Demonstrating the value of our libraries requires the continuous collection and analysis of library data. But how do we capture data with limited time and resources? What models can we use to structure our collection cycles? What resources are available to facilitate the efficient and timely collection of data? This session addresses these questions by exploring the various assessment methods and tools currently in use at the University of Toronto Mississauga Library. In this presentation, attendees will learn about how they can enhance their data collection programs by:
1) Conducting resource and data audits;
2) Identifying key library personnel and stakeholders;
3) Developing and implementing data collection cycles;
4) Selecting affordable and user-friendly tools for data capture and analysis;
5) Fostering a culture of assessment.
By sharing our assessment practices, attendees will hear about how they can systematically gather data by integrating assessment activities into their daily practice. Participants will also learn about how our practical assessment strategies can be used to address some of the challenges often encountered when gathering data, such as collection fatigue and staff buy-in. In using examples from our Library, attendees will come away with new ideas about how they can use new and existing resources to strategically collect data for advocacy.

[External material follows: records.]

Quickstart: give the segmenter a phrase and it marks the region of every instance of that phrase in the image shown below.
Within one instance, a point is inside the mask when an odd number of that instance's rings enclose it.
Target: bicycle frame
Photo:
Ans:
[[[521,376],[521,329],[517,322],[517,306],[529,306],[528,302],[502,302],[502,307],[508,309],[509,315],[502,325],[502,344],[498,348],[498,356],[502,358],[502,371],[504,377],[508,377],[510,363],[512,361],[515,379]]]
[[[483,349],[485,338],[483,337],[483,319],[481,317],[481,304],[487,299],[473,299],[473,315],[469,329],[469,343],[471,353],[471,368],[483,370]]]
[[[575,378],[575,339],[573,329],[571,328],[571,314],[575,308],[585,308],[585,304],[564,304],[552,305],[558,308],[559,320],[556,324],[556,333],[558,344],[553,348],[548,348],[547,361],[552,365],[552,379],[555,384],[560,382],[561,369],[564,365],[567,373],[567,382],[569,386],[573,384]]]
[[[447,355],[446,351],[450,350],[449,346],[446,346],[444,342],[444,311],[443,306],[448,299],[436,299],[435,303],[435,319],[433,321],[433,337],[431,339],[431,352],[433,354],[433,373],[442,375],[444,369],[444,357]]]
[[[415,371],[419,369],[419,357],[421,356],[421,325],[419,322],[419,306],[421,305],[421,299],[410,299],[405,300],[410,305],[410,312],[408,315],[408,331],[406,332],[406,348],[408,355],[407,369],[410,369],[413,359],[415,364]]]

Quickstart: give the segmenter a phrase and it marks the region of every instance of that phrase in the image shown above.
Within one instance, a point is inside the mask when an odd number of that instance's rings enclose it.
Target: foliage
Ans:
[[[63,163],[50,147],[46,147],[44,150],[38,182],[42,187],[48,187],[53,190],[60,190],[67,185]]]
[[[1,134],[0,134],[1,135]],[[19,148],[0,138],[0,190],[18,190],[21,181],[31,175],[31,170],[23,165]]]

The presentation format is ideal for this session because it allows participants from academic, public, special, and school libraries to share their ideas and experiences with assessment. To that end, and in order to encourage participation, attendees will be asked to use the strategies discussed during our presentation to identify key personnel and resources at their home institutions. Reasons for their selection, as well as anticipated challenges, will also be included as part of the discussion.
At the end of this session, participants will be able to:
1) Identify and select affordable tools for data capture and analysis;
2) Conduct resource and data audits at their home institutions;
3) Devise and implement strategies for dealing with the challenges often encountered when collecting data for advocacy.